Предаваясь мысли о браке, он, между прочим, так рассуждал об этом предмете:
«И сегодня видел еще свадьбу… – писал он в одном месте своего дневника. – Счастливцы! Но для меня нет и никогда не будет возможно это счастие. Девица, какую я представляю себе в моих мыслях, за меня не пойдет. Невесты же, приличные для меня, из нашего подлого приказного звания, противны душе моей: они не домовиты и не трудолюбивы, потому что считают себя барышнями, и сколько ни стараются наряжаться, но и этого к лицу сделать не умеют, будучи глубоко необразованны. Много раз я прислушивался к их разговору и убедился, что они ни о чем с мужчинами не могут говорить, кроме неблагопристойностей, ибо имеют уже развращенное воображение. О мать-природа! Ты мне единая утеха и услада!»

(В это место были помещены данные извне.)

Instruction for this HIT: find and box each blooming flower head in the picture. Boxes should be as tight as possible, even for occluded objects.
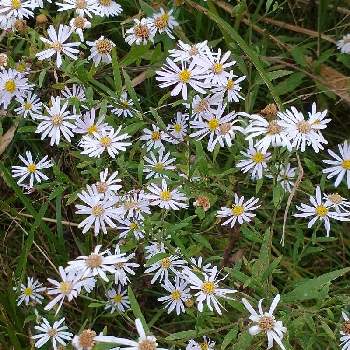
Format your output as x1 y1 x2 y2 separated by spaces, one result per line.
242 294 287 350
12 151 53 188
217 193 260 227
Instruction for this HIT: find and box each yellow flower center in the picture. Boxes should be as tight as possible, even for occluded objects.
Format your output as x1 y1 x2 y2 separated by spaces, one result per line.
27 163 36 174
202 281 215 294
231 205 244 216
341 159 350 170
179 69 191 83
5 79 16 94
160 191 171 202
160 257 171 270
23 287 33 297
315 204 328 218
213 63 224 74
208 118 219 131
252 152 265 164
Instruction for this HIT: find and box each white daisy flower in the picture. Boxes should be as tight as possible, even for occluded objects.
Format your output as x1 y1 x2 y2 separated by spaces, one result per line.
66 245 126 282
339 311 350 350
12 151 53 188
74 108 112 136
32 318 73 350
147 179 188 210
13 277 46 306
61 84 86 101
277 103 331 153
236 142 271 180
158 276 191 315
125 18 156 46
72 329 96 350
35 24 80 68
294 186 350 237
183 267 237 315
322 140 350 189
156 58 208 100
242 294 287 350
56 0 99 18
140 124 170 152
0 68 33 110
44 266 81 315
151 7 179 39
241 113 292 152
69 16 91 43
323 193 350 213
35 96 77 146
145 255 187 284
105 285 130 314
114 244 140 285
169 40 208 62
79 125 131 158
337 33 350 53
86 35 115 67
217 193 260 227
75 185 121 236
213 71 246 102
143 148 176 180
95 318 168 350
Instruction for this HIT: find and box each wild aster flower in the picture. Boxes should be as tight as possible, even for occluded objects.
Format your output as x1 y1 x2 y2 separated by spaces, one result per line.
32 318 73 350
35 96 77 146
294 186 350 237
69 16 91 42
213 71 246 102
337 33 350 53
145 255 187 284
151 7 179 39
97 0 123 17
114 244 140 286
95 318 168 350
190 105 242 152
277 103 331 153
15 92 42 119
12 151 53 188
0 68 33 109
111 91 134 118
236 142 271 179
62 84 86 101
217 193 260 227
75 185 121 236
322 140 350 189
80 125 131 158
35 24 80 68
241 113 292 153
86 35 115 67
74 108 112 136
242 294 287 350
147 179 188 210
169 40 208 62
72 329 96 350
183 267 237 315
323 193 350 213
156 58 208 100
140 124 169 151
105 285 130 314
56 0 99 18
14 277 46 305
339 311 350 350
66 245 125 282
158 276 191 315
44 266 81 315
143 148 176 180
125 18 156 46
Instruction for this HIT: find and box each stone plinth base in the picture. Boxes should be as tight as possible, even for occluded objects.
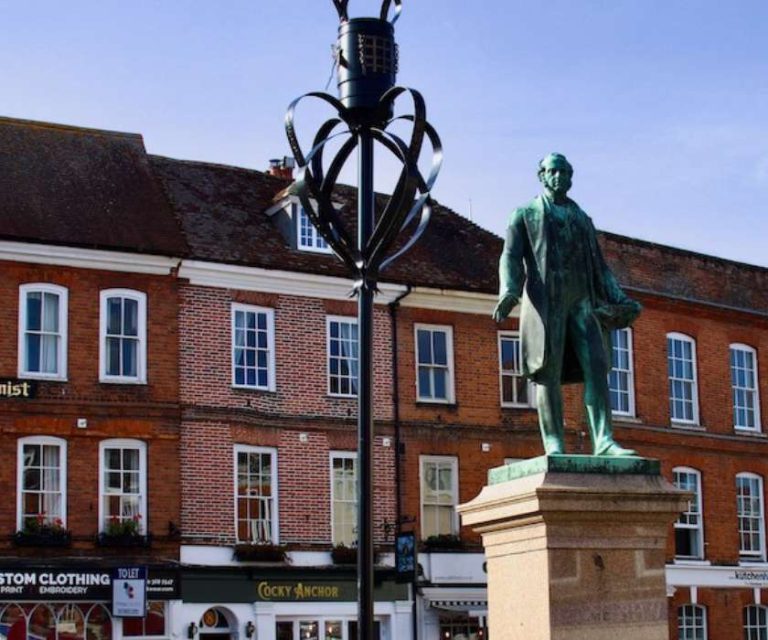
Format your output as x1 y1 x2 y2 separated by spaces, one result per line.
459 456 690 640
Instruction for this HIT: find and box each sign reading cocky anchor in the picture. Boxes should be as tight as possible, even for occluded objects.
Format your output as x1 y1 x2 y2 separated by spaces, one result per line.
256 580 355 602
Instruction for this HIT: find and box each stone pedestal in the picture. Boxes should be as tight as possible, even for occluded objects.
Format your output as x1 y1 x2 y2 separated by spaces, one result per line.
458 456 690 640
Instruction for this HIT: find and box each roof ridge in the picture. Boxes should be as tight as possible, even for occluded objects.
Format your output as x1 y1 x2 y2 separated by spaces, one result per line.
598 229 768 273
0 116 144 146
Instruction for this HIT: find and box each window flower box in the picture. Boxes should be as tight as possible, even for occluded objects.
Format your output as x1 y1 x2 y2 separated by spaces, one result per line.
233 543 287 562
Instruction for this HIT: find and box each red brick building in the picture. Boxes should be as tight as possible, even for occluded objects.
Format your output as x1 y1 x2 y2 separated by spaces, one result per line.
0 116 768 640
0 119 186 638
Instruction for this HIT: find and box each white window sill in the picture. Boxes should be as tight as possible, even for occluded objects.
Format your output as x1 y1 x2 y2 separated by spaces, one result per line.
669 420 707 431
99 378 147 384
232 384 275 392
733 427 768 438
19 373 67 382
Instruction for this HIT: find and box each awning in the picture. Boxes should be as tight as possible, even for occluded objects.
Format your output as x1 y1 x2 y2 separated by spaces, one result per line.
421 587 488 617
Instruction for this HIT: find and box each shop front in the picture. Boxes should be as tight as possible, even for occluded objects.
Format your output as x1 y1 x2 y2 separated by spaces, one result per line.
182 567 411 640
0 566 179 640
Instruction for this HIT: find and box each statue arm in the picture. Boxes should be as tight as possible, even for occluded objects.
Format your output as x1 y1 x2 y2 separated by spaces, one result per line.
493 209 526 322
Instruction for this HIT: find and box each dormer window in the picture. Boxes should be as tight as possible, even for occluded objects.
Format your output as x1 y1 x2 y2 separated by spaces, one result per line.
266 195 334 254
292 204 331 253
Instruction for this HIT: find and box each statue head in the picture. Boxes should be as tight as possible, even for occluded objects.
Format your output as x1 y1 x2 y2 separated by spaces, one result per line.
538 153 573 201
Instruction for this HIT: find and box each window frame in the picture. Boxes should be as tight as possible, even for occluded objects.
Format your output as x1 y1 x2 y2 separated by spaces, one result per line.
496 331 536 409
291 202 333 255
99 289 147 384
728 342 762 433
736 471 766 563
419 455 460 540
608 327 637 418
99 438 148 535
325 316 360 398
677 602 709 640
237 444 280 545
17 282 69 382
672 467 705 561
230 302 277 391
328 451 360 546
413 322 456 404
16 436 67 531
666 331 701 427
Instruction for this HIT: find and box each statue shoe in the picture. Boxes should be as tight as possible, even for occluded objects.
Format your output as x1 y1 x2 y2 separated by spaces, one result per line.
595 440 637 458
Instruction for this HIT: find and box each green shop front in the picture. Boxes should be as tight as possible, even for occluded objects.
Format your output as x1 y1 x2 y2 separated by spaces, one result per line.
181 566 412 640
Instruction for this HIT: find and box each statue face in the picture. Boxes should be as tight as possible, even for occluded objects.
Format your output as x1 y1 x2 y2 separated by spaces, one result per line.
539 159 571 196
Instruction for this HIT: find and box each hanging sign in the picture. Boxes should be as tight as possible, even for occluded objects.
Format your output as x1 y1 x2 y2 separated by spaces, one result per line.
395 531 417 582
112 567 147 618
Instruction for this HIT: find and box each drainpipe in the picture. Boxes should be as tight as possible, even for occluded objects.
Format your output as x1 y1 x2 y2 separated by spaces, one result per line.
389 284 419 640
389 284 411 527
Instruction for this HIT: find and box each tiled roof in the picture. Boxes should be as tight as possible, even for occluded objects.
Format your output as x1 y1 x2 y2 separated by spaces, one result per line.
0 118 186 256
0 118 768 314
151 156 500 292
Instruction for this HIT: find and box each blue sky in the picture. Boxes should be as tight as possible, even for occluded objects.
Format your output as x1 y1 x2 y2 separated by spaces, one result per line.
0 0 768 266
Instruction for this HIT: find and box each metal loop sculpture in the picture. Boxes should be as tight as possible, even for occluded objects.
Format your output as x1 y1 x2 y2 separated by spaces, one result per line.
285 0 443 289
285 0 443 640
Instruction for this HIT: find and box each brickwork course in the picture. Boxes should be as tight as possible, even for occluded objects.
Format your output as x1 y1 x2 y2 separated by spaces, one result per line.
0 119 768 640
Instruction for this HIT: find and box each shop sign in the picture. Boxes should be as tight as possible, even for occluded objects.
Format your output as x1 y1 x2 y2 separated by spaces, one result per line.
731 569 768 587
0 378 37 400
395 531 417 582
0 567 179 601
256 580 357 602
112 567 147 618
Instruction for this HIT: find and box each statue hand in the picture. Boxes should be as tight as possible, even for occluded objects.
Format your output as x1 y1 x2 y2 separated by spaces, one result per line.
493 294 518 322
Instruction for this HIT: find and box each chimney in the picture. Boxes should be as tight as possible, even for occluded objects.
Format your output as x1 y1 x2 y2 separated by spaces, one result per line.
267 156 296 180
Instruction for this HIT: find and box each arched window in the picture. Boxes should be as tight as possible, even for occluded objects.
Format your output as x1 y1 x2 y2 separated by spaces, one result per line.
99 439 147 535
736 473 765 561
19 283 67 380
16 436 67 533
672 467 704 560
667 333 699 424
729 344 760 431
99 289 147 383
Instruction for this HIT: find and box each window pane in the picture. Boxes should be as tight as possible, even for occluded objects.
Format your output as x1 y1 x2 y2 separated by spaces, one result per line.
123 298 139 336
107 297 123 336
26 291 43 331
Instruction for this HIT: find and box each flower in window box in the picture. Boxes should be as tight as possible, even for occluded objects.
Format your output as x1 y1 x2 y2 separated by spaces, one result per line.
234 542 288 562
13 512 72 547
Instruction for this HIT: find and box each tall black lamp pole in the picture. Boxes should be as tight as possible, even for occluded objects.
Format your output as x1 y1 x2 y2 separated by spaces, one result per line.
285 0 442 640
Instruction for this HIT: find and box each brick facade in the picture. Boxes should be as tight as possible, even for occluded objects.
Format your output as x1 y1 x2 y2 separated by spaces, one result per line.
0 262 181 559
179 285 396 550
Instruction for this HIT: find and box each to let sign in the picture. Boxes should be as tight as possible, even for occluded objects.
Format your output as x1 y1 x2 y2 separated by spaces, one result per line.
112 567 147 618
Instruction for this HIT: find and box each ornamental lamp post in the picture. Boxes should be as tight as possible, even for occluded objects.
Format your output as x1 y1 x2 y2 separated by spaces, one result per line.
285 0 443 640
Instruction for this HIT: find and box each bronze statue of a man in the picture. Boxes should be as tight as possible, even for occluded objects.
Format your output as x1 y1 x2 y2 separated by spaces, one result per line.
493 153 641 456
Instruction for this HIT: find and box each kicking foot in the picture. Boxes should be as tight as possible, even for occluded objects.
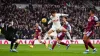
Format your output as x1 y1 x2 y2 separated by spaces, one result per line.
30 45 33 48
45 44 48 48
66 44 70 49
49 47 53 50
10 49 13 52
83 50 89 54
12 49 18 52
70 40 74 42
92 48 97 53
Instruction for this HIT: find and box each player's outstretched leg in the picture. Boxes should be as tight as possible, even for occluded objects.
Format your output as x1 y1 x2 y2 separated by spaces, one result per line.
10 39 19 52
10 40 15 52
88 41 97 53
83 40 89 54
59 42 70 49
49 41 57 50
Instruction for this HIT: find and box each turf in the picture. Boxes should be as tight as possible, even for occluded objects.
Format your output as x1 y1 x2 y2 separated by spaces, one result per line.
0 44 100 56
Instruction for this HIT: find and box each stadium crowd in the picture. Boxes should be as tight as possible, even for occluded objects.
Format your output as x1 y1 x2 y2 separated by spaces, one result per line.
0 0 100 39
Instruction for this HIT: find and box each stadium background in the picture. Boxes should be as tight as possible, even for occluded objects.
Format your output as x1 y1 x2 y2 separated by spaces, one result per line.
0 0 100 39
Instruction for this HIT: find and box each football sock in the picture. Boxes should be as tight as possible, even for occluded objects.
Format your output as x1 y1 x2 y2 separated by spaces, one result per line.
14 43 19 49
83 40 88 49
60 42 68 46
40 41 45 44
88 41 94 49
52 41 57 49
32 41 34 46
10 41 14 49
66 32 72 40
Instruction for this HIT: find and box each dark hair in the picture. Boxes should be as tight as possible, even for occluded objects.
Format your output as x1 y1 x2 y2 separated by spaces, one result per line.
51 10 56 14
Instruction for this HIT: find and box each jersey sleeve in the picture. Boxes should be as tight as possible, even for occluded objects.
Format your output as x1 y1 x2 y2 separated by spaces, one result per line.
39 26 42 32
94 16 99 21
66 22 71 32
56 13 68 16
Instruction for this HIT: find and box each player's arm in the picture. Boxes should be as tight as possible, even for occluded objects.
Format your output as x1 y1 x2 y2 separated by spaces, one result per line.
57 13 69 16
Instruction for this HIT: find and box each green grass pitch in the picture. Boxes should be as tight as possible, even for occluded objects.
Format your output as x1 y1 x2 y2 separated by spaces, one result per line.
0 44 100 56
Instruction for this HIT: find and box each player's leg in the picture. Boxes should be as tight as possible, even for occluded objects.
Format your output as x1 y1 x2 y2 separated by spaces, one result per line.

Так проходили дни за днями: каждое утро Иосаф ходил на службу, приходил затем домой, обедал, спал немного, потом опять на службу и опять домой. Все поползновения повыше уровня обыденной жизни в нем как бы придавились под этим вечно движущимся канцелярским жерновом, и из него уже начал мало-помалу выковываться старый холостяк-чиновник: хладносердый (по крайней мере по наружности) ко всему божьему миру, он ни с кем почти не был знаком и ни к кому никогда не ходил; целые вечера, целые дни он просиживал в своей неприглядной серенькой квартирке один-одинехонек, все о чем-то думая и как будто бы чего-то ожидая. Самым живым и почти единственным его развлечением было то, что отправится иногда летним временем поудить рыбу, оттуда пройдет куда-нибудь далеко-далеко в поле, полежит там на мураве, пройдется по сенокосным лугам, нарвет цветов, полюбуется ими или заберется в рожь и с наслаждением повдыхает в себя запах поспевающего хлеба; но с наступлением осени и то прекращалось. В бесконечно длинные зимние вечера напрасно Иосаф изобретал раза по два в неделю ходить в баню и пробывал там часа по три, напрасно принимался иногда пить чай чашек по пятнадцати, – время проходило медленно. Наскучавшись таким образом почти до сумасшествия, он, наконец, не вытерпливал и на другой день, придав своему лицу вместо сурового несколько просительское выражение, спускался из Приказа вниз, в губернское правление, к экзекутору.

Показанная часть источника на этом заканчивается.